Anna Torv, who plays Ford and Tench’s colleague Dr Wendy Carr, is not in the scene but has a very clear memory of reading it in the script for the first time. “What they’ve done so beautifully with that scene is, in some way, communicate the mind of Manson. What he does in the show more than anything is to illuminate the other characters, and turn a mirror on them, and that was his power. That was the fascination. His thing is: “It’s not on me. It’s on you. Who are you?’”

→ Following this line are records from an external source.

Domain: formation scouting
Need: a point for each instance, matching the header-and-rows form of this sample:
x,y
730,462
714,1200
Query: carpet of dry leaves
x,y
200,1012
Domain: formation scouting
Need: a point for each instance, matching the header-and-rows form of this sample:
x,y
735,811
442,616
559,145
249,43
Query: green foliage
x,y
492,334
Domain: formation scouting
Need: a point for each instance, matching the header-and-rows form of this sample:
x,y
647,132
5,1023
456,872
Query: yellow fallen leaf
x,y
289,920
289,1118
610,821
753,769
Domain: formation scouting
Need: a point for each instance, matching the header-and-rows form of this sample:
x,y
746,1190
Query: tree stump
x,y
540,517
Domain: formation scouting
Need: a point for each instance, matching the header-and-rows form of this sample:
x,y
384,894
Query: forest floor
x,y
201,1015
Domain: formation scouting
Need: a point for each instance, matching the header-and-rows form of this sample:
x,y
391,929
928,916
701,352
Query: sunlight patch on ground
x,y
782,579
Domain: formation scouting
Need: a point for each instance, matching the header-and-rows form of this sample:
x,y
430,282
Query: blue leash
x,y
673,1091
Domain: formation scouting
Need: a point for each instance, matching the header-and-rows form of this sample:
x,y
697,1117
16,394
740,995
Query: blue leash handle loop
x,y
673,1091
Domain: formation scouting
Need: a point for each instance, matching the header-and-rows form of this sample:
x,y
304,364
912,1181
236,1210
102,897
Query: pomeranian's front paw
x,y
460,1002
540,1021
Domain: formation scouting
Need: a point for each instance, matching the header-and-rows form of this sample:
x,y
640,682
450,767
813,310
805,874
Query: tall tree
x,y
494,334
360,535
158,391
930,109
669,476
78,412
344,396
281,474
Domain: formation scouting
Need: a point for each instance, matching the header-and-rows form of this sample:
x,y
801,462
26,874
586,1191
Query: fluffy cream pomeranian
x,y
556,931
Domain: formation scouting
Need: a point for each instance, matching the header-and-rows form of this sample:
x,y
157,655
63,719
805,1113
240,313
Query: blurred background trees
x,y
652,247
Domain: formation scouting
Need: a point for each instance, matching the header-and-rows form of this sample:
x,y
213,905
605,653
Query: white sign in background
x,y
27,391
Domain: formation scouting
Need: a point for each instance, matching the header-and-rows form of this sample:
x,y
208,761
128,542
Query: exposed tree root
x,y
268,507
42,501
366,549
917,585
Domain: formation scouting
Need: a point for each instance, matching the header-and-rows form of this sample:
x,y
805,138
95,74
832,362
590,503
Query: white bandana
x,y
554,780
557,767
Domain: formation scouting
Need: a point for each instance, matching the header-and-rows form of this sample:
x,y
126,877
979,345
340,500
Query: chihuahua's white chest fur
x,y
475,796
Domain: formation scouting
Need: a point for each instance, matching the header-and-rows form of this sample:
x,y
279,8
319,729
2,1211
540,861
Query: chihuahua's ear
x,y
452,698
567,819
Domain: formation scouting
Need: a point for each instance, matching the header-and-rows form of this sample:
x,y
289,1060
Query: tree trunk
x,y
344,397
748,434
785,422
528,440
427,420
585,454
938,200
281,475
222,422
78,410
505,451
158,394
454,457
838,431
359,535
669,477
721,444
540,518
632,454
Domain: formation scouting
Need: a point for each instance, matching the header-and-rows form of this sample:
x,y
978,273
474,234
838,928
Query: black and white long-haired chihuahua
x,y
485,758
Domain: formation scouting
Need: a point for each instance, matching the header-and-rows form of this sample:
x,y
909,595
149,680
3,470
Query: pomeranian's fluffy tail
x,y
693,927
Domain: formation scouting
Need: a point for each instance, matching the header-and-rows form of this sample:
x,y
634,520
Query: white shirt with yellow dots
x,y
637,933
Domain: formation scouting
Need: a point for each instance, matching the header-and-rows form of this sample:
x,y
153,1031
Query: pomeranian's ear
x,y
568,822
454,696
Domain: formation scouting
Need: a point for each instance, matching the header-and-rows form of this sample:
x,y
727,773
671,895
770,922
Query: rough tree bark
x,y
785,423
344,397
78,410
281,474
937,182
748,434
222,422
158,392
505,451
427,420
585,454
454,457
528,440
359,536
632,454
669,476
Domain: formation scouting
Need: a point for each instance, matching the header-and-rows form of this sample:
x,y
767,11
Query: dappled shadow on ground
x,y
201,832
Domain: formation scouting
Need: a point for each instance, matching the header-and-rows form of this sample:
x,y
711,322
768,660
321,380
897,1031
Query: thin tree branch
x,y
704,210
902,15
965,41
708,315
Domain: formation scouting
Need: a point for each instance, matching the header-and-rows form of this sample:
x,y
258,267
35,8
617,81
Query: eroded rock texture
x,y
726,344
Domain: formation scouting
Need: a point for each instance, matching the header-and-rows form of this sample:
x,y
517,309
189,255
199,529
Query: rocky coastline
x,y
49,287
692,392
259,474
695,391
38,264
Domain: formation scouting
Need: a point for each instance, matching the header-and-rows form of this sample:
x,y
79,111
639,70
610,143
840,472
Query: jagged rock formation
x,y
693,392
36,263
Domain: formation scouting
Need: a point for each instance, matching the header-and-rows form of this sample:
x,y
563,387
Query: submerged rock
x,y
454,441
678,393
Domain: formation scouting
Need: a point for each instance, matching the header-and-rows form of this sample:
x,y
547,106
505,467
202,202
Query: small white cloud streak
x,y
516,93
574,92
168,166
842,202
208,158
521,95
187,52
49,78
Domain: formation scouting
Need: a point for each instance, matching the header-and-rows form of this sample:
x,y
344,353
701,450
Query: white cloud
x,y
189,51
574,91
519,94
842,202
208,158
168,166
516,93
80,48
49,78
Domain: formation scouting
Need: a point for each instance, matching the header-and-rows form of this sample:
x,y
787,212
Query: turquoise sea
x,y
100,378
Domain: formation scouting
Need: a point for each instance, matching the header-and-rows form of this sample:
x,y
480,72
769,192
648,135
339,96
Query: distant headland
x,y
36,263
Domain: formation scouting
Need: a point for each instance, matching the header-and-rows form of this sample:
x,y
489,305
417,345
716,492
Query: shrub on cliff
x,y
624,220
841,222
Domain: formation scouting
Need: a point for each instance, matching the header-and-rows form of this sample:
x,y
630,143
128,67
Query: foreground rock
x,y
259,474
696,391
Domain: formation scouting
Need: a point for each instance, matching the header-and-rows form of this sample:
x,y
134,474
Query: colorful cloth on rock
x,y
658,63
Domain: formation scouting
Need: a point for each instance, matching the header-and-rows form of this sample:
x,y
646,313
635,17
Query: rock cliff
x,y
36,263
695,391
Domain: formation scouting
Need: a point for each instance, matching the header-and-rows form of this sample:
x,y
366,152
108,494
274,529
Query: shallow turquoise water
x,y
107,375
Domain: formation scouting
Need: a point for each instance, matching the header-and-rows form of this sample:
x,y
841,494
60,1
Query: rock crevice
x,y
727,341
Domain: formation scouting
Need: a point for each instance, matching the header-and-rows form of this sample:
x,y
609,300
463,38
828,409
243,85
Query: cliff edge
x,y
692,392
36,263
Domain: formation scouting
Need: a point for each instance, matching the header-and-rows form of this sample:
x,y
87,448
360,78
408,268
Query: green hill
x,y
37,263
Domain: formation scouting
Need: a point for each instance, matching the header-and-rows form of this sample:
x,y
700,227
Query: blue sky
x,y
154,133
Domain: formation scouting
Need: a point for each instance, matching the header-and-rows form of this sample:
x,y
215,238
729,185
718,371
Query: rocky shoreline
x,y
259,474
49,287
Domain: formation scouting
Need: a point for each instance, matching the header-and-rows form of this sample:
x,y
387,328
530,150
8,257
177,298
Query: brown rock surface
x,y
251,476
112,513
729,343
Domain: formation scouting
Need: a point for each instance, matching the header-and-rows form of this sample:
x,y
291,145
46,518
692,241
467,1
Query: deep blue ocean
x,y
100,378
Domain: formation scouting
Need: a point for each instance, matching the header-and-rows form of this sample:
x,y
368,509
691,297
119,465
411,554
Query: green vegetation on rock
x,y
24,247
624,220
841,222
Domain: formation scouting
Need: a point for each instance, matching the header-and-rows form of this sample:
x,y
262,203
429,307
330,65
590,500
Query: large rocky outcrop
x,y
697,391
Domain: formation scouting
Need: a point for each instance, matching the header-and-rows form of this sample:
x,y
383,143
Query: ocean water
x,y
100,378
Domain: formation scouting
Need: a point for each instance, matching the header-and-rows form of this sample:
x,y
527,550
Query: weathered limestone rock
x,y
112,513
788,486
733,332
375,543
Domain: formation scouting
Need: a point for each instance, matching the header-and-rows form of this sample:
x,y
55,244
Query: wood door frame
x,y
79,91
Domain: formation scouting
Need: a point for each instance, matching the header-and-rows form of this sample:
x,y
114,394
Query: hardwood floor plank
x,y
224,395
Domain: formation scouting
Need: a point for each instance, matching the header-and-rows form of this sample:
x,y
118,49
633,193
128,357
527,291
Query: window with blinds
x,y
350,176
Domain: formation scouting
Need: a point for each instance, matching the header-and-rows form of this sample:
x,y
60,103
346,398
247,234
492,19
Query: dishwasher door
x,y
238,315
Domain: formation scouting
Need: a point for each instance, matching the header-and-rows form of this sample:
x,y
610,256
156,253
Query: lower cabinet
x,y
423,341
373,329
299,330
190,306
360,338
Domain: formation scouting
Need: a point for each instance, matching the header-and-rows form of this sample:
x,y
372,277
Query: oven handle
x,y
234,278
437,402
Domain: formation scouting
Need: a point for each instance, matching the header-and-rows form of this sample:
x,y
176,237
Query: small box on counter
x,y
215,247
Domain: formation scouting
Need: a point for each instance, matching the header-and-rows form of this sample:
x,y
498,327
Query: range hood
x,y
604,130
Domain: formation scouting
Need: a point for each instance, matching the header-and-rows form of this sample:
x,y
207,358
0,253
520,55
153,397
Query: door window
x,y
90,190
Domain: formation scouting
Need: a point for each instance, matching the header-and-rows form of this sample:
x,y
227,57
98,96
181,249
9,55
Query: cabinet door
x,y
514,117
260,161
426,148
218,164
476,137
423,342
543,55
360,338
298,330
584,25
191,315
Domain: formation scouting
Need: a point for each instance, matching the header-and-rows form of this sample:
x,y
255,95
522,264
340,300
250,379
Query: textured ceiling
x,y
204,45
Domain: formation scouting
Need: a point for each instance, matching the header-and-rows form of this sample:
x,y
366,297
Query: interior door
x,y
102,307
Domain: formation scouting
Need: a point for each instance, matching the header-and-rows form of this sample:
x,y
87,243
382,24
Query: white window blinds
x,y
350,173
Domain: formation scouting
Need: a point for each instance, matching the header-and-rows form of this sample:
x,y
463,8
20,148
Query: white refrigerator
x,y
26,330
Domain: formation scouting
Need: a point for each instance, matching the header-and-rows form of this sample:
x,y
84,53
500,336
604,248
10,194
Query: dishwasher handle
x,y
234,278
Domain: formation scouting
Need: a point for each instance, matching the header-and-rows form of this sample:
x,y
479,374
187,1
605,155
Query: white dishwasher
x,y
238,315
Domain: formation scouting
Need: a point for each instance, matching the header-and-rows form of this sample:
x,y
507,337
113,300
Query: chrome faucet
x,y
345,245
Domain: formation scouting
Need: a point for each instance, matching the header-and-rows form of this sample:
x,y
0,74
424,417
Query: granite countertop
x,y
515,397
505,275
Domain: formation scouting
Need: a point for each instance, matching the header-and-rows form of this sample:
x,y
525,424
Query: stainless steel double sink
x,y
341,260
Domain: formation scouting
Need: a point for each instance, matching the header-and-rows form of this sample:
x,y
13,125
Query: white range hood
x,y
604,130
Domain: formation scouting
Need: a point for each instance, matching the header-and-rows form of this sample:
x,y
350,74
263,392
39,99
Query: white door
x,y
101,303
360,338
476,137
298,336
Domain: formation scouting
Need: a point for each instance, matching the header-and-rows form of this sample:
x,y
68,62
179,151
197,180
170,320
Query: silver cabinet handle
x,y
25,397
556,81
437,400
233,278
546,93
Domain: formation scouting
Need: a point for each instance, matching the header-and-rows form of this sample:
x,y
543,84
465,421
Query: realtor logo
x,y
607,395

Actor Damon Herriman has drawn plenty of headlines this summer for playing Manson in two different projects: Mindhunter season two, and Quentin Tarantino’s Once Upon A Time in Hollywood. “Sometimes the right actor has to find the right part, and then magic happens,” McCallany says, adding that Herriman spent several hours having prosthetic makeup applied in order to pull off his uncanny resemblance to Manson. “I felt like we could have looked for ten years and not found a better Manson than Damon Herriman. He was just superb in the part.” And while Herriman’s screen time was very limited in Once Upon A Time…, he gets a chance to shine in Mindhunter, McCallany adds, “I think he’s gonna get a lot of attention for it. It’s a tremendously powerful performance.”